Notamment, le 18 juillet 2017, deux semaines après la réunion, la « filiale » de Roskomnadzor, le Centre principal de radiofréquences (CPR), a produit un document interne de 500 pages intitulé Expérience, « Ne l’appelez pas Dimon ». Les journalistes de Systema l’ont découvert grâce à une fuite du CPR. Ce rapport analyse la répartition de la couverture médiatique de ce film et des manifestations connexes par mois et par semaine. Le contenu du rapport montre clairement que Jarov a désinformé les Chinois en leur disant que les Russes avaient perdu tout intérêt pour les manifestations au bout de quelques jours.

Un tournant dans les relations bilatérales s’est produit en avril 2016, lorsque la Safe Internet League, organisation quasi-gouvernementale financée par l’homme d’affaires ultraconservateur Konstantin Malofeïev, a organisé une conférence à Moscou avec une importante délégation chinoise. Celle-ci était dirigée par Lu Wei, alors chef de l’Administration du cyberespace. Fang Binxing, l’architecte du « Grand Firewall », y participait également.

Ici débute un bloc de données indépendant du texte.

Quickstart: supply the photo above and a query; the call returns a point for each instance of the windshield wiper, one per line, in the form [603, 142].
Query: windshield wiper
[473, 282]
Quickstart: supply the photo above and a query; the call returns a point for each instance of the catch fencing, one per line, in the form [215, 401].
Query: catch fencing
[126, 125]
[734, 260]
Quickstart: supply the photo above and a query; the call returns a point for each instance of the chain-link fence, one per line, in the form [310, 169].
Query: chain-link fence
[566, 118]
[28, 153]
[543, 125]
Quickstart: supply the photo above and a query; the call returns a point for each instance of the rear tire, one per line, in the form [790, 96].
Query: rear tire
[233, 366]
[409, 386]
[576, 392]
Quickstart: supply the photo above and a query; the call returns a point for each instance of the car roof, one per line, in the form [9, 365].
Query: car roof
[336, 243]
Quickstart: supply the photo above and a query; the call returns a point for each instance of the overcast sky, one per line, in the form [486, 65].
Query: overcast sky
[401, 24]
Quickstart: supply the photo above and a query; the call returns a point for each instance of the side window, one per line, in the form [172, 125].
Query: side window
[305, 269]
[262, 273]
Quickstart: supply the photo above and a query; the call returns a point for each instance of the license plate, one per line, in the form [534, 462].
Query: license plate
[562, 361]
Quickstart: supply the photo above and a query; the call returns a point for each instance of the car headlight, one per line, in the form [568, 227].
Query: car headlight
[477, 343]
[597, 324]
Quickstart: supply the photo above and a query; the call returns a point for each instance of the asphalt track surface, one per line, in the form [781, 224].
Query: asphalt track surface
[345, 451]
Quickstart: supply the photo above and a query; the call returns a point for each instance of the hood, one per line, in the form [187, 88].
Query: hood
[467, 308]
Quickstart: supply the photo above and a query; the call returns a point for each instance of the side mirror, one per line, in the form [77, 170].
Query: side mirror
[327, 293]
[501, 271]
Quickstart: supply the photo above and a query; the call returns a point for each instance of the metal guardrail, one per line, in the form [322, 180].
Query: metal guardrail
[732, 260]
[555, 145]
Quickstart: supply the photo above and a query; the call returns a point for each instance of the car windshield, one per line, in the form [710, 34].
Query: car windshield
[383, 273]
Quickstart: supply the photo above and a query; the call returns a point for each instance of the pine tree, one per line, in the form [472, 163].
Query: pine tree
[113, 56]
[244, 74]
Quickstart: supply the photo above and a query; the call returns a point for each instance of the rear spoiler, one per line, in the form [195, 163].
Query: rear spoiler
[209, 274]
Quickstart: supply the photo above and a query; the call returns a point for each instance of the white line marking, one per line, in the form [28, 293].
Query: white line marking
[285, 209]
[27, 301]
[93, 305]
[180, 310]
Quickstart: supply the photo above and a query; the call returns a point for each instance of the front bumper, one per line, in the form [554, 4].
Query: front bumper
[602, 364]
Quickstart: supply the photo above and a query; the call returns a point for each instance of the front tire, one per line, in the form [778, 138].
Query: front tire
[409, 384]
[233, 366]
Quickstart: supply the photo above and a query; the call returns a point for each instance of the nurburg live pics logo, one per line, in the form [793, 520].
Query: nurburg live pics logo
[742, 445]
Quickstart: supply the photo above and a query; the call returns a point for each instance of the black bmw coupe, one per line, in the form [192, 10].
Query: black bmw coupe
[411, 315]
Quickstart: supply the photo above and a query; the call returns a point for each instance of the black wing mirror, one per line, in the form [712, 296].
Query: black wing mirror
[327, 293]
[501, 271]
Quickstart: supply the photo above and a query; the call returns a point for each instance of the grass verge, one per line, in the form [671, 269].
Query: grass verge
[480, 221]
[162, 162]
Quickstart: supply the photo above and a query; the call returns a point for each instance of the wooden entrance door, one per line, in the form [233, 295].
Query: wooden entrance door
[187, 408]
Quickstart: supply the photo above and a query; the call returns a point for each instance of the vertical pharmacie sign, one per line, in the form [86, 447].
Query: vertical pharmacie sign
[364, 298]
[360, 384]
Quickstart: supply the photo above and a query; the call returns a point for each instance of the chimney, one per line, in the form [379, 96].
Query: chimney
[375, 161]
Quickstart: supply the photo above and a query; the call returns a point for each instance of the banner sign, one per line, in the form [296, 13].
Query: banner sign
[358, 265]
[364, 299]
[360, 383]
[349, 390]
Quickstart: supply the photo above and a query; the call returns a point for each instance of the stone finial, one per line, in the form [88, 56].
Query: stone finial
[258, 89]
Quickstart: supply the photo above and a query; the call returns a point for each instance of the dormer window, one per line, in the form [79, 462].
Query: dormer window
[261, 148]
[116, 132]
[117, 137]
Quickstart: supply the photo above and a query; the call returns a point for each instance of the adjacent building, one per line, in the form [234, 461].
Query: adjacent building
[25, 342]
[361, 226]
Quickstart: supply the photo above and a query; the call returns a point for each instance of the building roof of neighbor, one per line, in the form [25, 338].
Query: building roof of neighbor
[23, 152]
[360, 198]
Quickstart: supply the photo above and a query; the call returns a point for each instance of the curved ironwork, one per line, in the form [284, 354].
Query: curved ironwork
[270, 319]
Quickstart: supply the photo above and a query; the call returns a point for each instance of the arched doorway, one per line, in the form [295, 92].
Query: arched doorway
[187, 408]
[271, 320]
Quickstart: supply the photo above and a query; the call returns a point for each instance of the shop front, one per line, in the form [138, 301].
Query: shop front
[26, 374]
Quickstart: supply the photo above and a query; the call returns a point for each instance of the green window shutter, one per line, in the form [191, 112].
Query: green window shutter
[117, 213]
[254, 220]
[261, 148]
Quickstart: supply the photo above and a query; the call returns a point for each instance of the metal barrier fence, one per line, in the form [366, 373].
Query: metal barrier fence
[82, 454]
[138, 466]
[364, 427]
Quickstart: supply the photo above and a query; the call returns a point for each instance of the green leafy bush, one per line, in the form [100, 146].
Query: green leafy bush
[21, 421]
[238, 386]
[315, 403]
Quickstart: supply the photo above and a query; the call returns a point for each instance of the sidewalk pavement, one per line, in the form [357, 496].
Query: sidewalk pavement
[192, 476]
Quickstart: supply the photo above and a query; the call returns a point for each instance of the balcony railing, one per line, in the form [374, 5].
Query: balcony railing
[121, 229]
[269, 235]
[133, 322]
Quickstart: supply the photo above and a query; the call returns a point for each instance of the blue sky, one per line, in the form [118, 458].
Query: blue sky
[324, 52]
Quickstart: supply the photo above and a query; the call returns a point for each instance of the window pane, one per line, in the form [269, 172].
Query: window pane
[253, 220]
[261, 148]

L’accord pour organiser cette conférence a été conclu en décembre 2015 à Pékin entre Fang et Igor Chtchegolev, ancien ministre des Communications et assistant du président Poutine (principalement pour les questions liées à l’Internet). C’est ce qu’a déclaré Denis Davydov, directeur exécutif de la Safe Internet League, à The Guardian. Auparavant, le magazine Expert avait cité des sources selon lesquelles M. Chtchegolev pourrait être un ancien du KGB soviétique, comme M. Poutine lui-même.

Malofeïev et la Safe Internet League font partie d’un nombre important d’acteurs politiques russes qui prônent une coopération plus étroite avec la Chine pour contrôler l’Internet et limiter l’influence numérique de l’Occident. Selon le journaliste Andreï Soldatov, Chtchegolev, qui occupe aujourd’hui le poste de représentant permanent du président dans le District fédéral central, était l’une des figures clés poussant à un virage vers la Chine, déjà à une époque où certaines agences de renseignement se méfiaient d’une implication plus étroite de la Chine dans les affaires intérieures russes.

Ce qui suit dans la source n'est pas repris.